Presentation Materials
We will be presenting detailed speedup graphs (and other supporting evidence such as cache access information) for each of our implementations. We also hope to have a simple CLI program that can be used to perform image compression using our most performant implementation.
Preliminary Results
The first chart shows how our optimized DFT implementation achieves nearly perfect scaling. This was one of the motivations for switching over to this implementation at high recursion depths in our recursive FFT implementation. However, the quadratic time complexity of this algorithm makes it unsuitable for use on large datasets.

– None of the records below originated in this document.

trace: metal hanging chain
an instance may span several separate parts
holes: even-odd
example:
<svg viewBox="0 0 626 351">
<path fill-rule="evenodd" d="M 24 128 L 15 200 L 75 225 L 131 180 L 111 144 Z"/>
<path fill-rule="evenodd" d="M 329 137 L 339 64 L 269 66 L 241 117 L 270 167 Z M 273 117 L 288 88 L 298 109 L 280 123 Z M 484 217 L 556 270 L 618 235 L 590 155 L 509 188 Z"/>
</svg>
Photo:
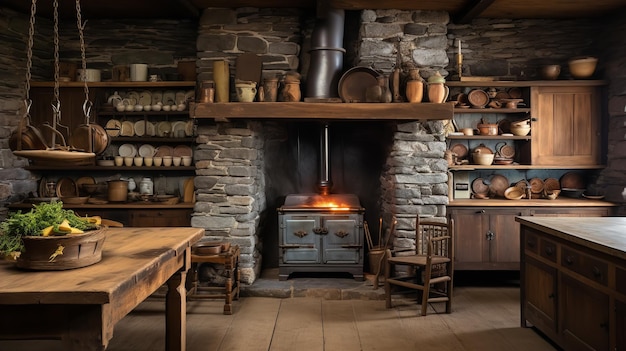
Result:
<svg viewBox="0 0 626 351">
<path fill-rule="evenodd" d="M 32 78 L 30 71 L 33 67 L 33 41 L 34 41 L 33 38 L 35 37 L 35 14 L 36 13 L 37 13 L 37 0 L 32 0 L 31 6 L 30 6 L 30 21 L 29 21 L 29 27 L 28 27 L 28 47 L 27 47 L 27 52 L 26 52 L 26 86 L 24 87 L 24 90 L 25 90 L 24 104 L 25 106 L 28 107 L 28 109 L 30 109 L 30 105 L 32 104 L 32 101 L 30 100 L 30 80 Z M 26 111 L 26 114 L 28 114 L 28 111 Z"/>
<path fill-rule="evenodd" d="M 54 98 L 52 100 L 52 129 L 61 123 L 61 99 L 59 98 L 59 2 L 54 0 Z M 52 147 L 56 145 L 56 133 L 52 133 Z"/>
<path fill-rule="evenodd" d="M 83 90 L 85 91 L 85 102 L 83 103 L 83 113 L 85 114 L 86 123 L 89 124 L 89 114 L 93 103 L 89 100 L 89 87 L 87 86 L 87 57 L 85 56 L 85 35 L 84 30 L 87 21 L 83 23 L 80 10 L 80 0 L 76 0 L 76 24 L 78 25 L 78 35 L 80 37 L 80 58 L 81 67 L 83 69 Z"/>
</svg>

The second chart below showcases the performance of three of our FFT implementations on a large dataset. Our initial recursive implementation of FFT had terrible scaling and performance. As can be seen, we were able to significantly improve performance and scaling in our other implementations. In our final report, we will elaborate further on the drivers of these results and the reasoning behind our optimizations.
The third chart showcases the data we utilized to determine the threshold (below which we switched to using DFT) for our parallel recursive implementation of FFT.